En plus d’une formation spécifique, le programme fournit des fiches pédagogiques pour traiter la thématique selon plusieurs axes : environnement et mode de vie ; le corps et ses besoins ; les normes sociales de minceur ; discrimination, croyances et préjugés. Chaque fiche, rendue compatible avec le PER, est détaillée selon ses objectifs, sa durée, les domaines concernés, etc. Les écoles peuvent ainsi travailler avec ces fiches dans différentes branches (français, biologie, histoire, EPS, etc.).
L’évaluation et les projets
Une évaluation de la phase pilote a été réalisée par la HEP Valais dans le but de mesurer la pertinence des outils du programme, l’intérêt des élèves ainsi que les forces et faiblesses du processus d’implantation dans les écoles.
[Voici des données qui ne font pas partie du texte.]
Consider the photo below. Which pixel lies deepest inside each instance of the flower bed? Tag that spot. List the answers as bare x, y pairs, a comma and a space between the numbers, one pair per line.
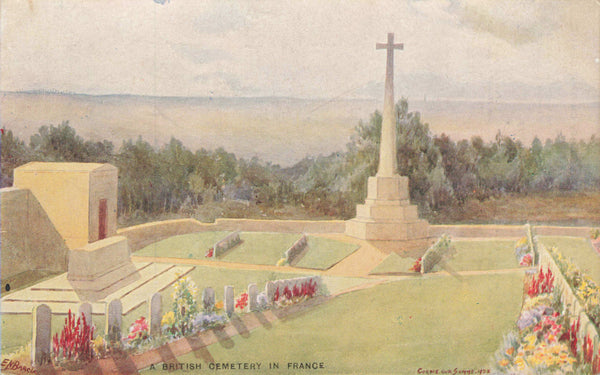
523, 252
585, 289
298, 293
546, 340
595, 239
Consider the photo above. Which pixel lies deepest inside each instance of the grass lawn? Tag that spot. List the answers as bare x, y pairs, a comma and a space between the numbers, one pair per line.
579, 250
16, 329
395, 328
260, 248
193, 245
323, 253
393, 263
483, 255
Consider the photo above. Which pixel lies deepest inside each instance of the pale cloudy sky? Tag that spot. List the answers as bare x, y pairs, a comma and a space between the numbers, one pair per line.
462, 49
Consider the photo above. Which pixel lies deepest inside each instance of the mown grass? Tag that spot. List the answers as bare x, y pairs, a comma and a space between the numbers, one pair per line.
260, 248
483, 255
579, 250
194, 245
322, 253
396, 328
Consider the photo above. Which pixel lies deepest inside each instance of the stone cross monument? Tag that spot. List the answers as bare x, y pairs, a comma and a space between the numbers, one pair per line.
387, 214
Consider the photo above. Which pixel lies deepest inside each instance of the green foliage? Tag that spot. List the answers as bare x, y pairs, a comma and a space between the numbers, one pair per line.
440, 252
443, 173
184, 304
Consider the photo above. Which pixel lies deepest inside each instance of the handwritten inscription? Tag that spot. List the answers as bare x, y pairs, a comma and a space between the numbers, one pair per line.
9, 364
454, 371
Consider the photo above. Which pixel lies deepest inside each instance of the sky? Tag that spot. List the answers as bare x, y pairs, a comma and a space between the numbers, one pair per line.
458, 49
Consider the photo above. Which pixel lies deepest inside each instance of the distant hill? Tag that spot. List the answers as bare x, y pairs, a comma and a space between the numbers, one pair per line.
281, 130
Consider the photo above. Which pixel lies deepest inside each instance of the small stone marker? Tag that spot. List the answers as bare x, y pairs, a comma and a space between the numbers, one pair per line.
229, 300
85, 309
155, 313
252, 297
114, 316
208, 299
42, 335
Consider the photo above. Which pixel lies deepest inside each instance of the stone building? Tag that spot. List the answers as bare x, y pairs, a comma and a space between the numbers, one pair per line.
79, 198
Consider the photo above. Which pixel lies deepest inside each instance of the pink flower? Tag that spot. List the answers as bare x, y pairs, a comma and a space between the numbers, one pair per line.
139, 328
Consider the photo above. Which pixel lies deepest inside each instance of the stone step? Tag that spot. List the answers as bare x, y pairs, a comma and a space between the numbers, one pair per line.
134, 297
58, 294
373, 211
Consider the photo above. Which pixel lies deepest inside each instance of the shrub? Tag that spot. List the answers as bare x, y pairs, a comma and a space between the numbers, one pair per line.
184, 304
139, 333
441, 251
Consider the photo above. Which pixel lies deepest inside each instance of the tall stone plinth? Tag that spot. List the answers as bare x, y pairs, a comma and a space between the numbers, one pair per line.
387, 215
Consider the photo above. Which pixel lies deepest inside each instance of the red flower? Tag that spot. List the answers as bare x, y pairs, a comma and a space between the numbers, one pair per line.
242, 301
287, 292
417, 266
138, 329
588, 349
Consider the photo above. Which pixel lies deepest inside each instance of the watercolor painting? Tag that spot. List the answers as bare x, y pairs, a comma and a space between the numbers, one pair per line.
286, 187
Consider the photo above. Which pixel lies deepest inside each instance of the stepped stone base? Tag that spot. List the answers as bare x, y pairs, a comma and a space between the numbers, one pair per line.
100, 268
387, 215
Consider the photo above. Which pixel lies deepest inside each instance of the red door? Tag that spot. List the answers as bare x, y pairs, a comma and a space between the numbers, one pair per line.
102, 219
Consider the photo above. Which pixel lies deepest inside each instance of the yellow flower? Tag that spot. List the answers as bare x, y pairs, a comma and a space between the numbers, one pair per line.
98, 344
168, 319
520, 363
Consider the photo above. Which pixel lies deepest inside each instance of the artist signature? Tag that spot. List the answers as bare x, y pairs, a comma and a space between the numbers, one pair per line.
9, 364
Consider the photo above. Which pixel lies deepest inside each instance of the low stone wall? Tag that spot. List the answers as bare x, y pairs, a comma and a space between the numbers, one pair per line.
568, 297
286, 226
477, 230
545, 230
98, 258
29, 239
140, 236
296, 249
225, 244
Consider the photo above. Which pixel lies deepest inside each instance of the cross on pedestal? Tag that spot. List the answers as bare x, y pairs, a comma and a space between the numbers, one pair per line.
387, 146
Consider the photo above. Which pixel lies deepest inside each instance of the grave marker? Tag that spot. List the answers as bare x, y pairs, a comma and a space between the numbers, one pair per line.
208, 299
155, 313
114, 316
252, 297
85, 309
229, 300
42, 335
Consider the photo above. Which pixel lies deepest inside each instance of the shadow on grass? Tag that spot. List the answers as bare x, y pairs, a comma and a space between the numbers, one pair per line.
199, 348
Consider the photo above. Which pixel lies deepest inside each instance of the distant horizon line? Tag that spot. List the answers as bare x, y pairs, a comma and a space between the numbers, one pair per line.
424, 99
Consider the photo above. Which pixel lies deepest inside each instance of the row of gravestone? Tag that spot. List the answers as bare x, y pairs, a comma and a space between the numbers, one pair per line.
296, 249
226, 243
41, 345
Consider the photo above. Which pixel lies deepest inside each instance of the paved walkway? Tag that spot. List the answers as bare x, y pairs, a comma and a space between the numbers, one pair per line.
238, 325
59, 295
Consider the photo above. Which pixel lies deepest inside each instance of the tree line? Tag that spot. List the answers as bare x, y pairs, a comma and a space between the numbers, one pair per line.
443, 173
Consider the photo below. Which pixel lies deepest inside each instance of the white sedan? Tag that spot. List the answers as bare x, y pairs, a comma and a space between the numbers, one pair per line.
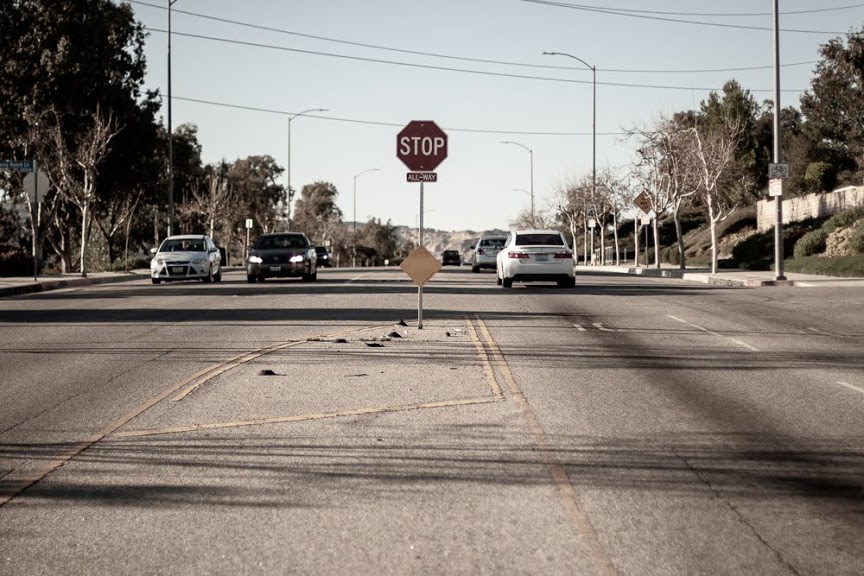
535, 255
186, 257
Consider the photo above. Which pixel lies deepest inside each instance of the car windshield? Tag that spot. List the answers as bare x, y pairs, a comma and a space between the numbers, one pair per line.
183, 246
279, 242
539, 239
497, 243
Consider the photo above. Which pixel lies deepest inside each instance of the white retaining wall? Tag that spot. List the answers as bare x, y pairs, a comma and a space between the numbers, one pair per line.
810, 206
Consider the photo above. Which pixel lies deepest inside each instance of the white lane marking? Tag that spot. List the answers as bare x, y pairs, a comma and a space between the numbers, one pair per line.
358, 277
851, 387
749, 347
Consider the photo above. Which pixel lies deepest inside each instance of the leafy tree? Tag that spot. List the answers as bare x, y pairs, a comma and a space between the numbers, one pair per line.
834, 107
317, 214
70, 58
Cette évaluation a également permis d’élaborer des recommandations pour les établissements intéressés à mettre en place le programme. 17 enseignant-e-s et 431 élèves des deux cantons ont participé à l’évaluation. Cette dernière a mis en évidence la très bonne évaluation du programme par les différents acteurs questionnés. Le programme a été implanté dans toutes les écoles et les activités pédagogiques ont créé des situations propices à l’apprentissage, tout en suscitant l’intérêt des élèves [6].
En 2018, une nouvelle formation sera proposée pour les établissements intéressés. En parallèle, au vu de l’intérêt des cantons romands pour ce programme, une réflexion est menée sur le développement à d’autres publics-cibles en Suisse romande, notamment extrascolaires. Plus les activités permettant de renforcer les compétences de vie des jeunes sont nombreuses, plus ces derniers trouveront des armes pour lutter contre les influences extérieures et pour développer un esprit critique.
[1] Site internet #MOICMOI avec la présentation du programme et des actualités en lien avec l’image corporelle positive. Parmi les vidéos à disposition sur Youtube, voir notamment le reportage au Cycle d’orientation des Liddes à Sierre dans le cadre d'une journée #MOICMOI : la parole aux élèves et aux enseignant·e·s.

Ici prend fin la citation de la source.